Evet, korona günlerinde insanlar can derdine düşmüşken AKP-MHP iktidarı bir kez daha Kürt düşmanlığını gösterdi.

Ancak bu kez başka bir tutum takındı iktidar. Alp Altınörs dün Artı Gerçek’teki yazısında buna dikkat çekiyordu.

"İlginçtir" diyordu Altınörs, "Bu yazı yazıldığı saat (21:00) itibariyle, İçişleri Bakanlığı, Valilik ve kaymakamlık sitelerinde konuya dair herhangi bir açıklama bulunmamaktadır. Ayrıca iktidarın haber kanalı olan Anadolu Ajansı’nda da gözaltı ve kayyumlara dair herhangi bir haber yok. Korsan bir kayyum atamasını andırıyor. Yani mümkün mertebe kimse duymadan yapılmak istenen gizli kapaklı bir işe benziyor."

Altınörs gibi ben de söz konusu açıklamaları boşuna aradım dün. Ne İçişleri Bakanlığı ne valilik sitelerinde kayyım atamalarına ilişkin bir haber, duyuru ya da açıklama buldum. Ne de İçişleri Bakanlığı’nın ve bakan Soylu’nun sosyal medya hesabında bir açıklama…

Aynı durum AKP medyası için de geçerliydi. Her kayyım gaspını manşetlerine taşıyan, kendisini polis, savcı ve mahkeme yerine koyan, seçilmiş belediye başkanlarına delilsiz, belgesiz ‘terörist‘ suçlaması yöneltip hedef gösteren AKP medyası oldukça sessizdi dün.

Öyle ki 8 belediyeye kayyım atanmasını, belediye başkanlarının gözaltına alınmasını birinci sayfalarına bile taşımamışlardı. Sadece Yeni Şafak gazetesi birinci sayfasının alt kısmında "HDP’li 8 başkan gözaltına alındı" başlığıyla küçük ve kuru bir haber olarak yer vermişti.

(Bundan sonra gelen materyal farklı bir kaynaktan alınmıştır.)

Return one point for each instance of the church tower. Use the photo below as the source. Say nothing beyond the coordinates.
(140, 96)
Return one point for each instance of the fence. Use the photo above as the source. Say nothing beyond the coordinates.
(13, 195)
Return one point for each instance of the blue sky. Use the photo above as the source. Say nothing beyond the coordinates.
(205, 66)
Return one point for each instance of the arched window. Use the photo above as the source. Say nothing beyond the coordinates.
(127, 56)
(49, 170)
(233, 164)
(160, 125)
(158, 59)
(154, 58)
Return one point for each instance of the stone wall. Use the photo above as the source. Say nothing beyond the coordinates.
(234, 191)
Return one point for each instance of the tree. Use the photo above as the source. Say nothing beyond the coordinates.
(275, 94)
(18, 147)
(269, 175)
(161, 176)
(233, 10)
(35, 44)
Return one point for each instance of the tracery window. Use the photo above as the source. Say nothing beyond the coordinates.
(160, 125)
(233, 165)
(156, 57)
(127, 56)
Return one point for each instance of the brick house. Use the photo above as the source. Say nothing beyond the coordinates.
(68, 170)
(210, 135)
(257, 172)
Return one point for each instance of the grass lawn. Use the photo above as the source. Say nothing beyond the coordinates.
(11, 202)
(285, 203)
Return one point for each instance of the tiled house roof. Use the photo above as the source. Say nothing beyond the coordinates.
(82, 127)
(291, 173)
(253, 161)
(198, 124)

Hepsinin birinci sayfası Erdoğan ve adamlarının korona virüsüyle nasıl ‘başarıyla!’ mücadele ettiğine ayrılmıştı.

Oysa pekalâ "Korona günlerinde teröre geçit verilmedi" diye manşet atabilirlerdi. Ama belli ki bir yerlerden yeni bir talimat gelmişti.

Ve o talimat Altınörs’ün dediği gibi "gizleyin, sessiz kalın" olmalı.

Tüm dünya artık biliyor ki görevden uzaklaştırılan, gözaltına alınan, tutuklanan belediye başkanlarına yönelik elle tutulur tek bir suçlama getiremiyorlar. Gizli tanıklar, delilsiz suçlamalarla kimseyi kandıramıyorlar.

Hazır korona da çıkmışken ‘sessiz sedasız birkaç belediyeyi daha gasp edelim’ diye düşünmüş olmalılar.

O nedenle şimdi daha da çok dillendirmek lazım bu hukuksuzluğu.